Further to the above, States induct SOEs for new markets’ creation since it holds the power to support national and regional economic growth via framework programs and public projects. In Brazil (Trebat, 1983) and Greece (Lioukas et al., 1993) for instance, SOEs have initiated alternative energy production and/or telecommunication markets, while in Post-Soviet States (Bilsen & Konings, 1998) and China (Mako & Zhang, 2003) SOEs have developed and controlled the entire market before or until their transition. In this context, public investments migrate to private control by their planning (in Public Private Partnerships (PPP)) or after they close their initial life-cycles.

The topic of this paper concerns the smart cities, which is a quite confusing domain since it has been used by alternative scholars to address multiple urban challenges varying from the “smartness footprint” in a city that can be measured by a set of indexes (Giffinger et al., 2007); to smart energy consumption, transportation and other hard asset management (Neirotti et al., 2014); and to the application of the Information and Communications Technologies (ICT) and the deployment of various e-services in urban areas (Anthopoulos & Vakali, 2012). This last definition will be considered to describe the smart city term for the rest of this paper.

Smart cities suggest a crucial topic because, they deal with important state-of-the-art notions i.e., e-Government service delivery, e-service adoption, social aspects and social networking, wide areas of practice for technological evolution etc. However, it has gained an extensive international attention due to the niche smart city market that has been established, where geopolitical competition is transferred. Furthermore, the traditional competition between cities –that goes beyond the national boundaries- appears to move progressively to the smart domain, where urban agglomerations utilize innovation and ICT to attract residents, visitors and investments (Malecki, 2013). This paper aims to contribute to this research gap with regard to the existence of international smart city competition and questions smart city ownership and management. To this end, this paper considers a niche organization that owns and manages the smart city, while it defines the terms and the means with which the city struggles in this international smart competition. This organization can potentially have various forms such as, SOE; project coalition; private organization; Non-Governmental-Organization (NGO); and a municipal agency. This paper addresses the preferred organization structure of smart cities and tries to answer the following two research questions: “is the preferred organization structure of smart cities SOE?” and “is the smart city SOE a vehicle for international expansion, national trading and competition?

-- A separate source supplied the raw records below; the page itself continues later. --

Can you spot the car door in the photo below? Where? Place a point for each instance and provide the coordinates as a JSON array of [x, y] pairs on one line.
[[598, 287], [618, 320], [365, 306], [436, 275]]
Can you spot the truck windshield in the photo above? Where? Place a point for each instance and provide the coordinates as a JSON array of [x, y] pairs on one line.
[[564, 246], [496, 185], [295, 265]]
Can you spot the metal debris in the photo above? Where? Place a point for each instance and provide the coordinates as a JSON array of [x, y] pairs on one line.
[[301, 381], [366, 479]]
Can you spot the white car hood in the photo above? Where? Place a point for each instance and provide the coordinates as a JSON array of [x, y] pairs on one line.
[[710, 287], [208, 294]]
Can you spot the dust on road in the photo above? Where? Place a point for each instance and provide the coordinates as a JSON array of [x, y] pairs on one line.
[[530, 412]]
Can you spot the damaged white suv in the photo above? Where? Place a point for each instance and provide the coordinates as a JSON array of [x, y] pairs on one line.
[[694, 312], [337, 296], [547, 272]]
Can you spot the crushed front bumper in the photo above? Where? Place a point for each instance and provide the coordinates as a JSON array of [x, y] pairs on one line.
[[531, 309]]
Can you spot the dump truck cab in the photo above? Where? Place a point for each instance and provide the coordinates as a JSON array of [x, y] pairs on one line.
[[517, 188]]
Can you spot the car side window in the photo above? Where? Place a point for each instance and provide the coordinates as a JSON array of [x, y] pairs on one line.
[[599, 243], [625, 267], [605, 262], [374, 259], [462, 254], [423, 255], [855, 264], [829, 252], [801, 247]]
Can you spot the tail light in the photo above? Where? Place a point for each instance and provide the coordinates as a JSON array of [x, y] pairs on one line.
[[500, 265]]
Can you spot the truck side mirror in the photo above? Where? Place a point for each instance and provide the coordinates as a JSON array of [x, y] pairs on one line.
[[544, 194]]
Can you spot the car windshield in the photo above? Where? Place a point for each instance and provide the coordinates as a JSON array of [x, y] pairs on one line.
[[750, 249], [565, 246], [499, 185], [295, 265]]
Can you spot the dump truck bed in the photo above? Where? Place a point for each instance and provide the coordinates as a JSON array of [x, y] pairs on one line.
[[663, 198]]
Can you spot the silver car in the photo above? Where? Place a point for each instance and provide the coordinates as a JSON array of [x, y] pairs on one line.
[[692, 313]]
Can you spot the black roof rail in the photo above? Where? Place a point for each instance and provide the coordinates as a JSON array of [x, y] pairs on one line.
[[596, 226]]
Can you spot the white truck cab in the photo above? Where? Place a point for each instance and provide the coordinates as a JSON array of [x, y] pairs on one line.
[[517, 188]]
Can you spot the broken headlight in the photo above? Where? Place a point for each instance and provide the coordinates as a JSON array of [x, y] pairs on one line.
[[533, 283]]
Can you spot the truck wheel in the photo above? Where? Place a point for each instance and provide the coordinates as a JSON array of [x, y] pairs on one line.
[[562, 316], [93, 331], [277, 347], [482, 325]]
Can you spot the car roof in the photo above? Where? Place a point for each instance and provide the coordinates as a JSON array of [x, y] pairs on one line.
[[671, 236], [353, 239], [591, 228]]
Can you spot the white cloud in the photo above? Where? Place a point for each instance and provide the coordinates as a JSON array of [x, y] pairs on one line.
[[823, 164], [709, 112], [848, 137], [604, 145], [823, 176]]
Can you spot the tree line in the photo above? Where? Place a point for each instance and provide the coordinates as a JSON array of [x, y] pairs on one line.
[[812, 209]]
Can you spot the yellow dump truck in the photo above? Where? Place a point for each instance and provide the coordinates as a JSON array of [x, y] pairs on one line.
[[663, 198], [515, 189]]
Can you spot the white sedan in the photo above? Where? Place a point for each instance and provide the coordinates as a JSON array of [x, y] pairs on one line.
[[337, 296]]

These two questions are very important to be answered for both the domains of smart cities and SOEs because, they request the determination of the organizational structures and the business models that smart cities adopt in order to sustain and compete in the international arena. In case that the preferred organizational structure will be confirmed to be a SOE, new areas for scientific study rise: smart cities beyond their technological interest comprise an extensive and emerging market accounting more than U.S. $240 billion (Korea IT Times, 2012), while they’ve become living labs and means that attract investments and sell products and expertise.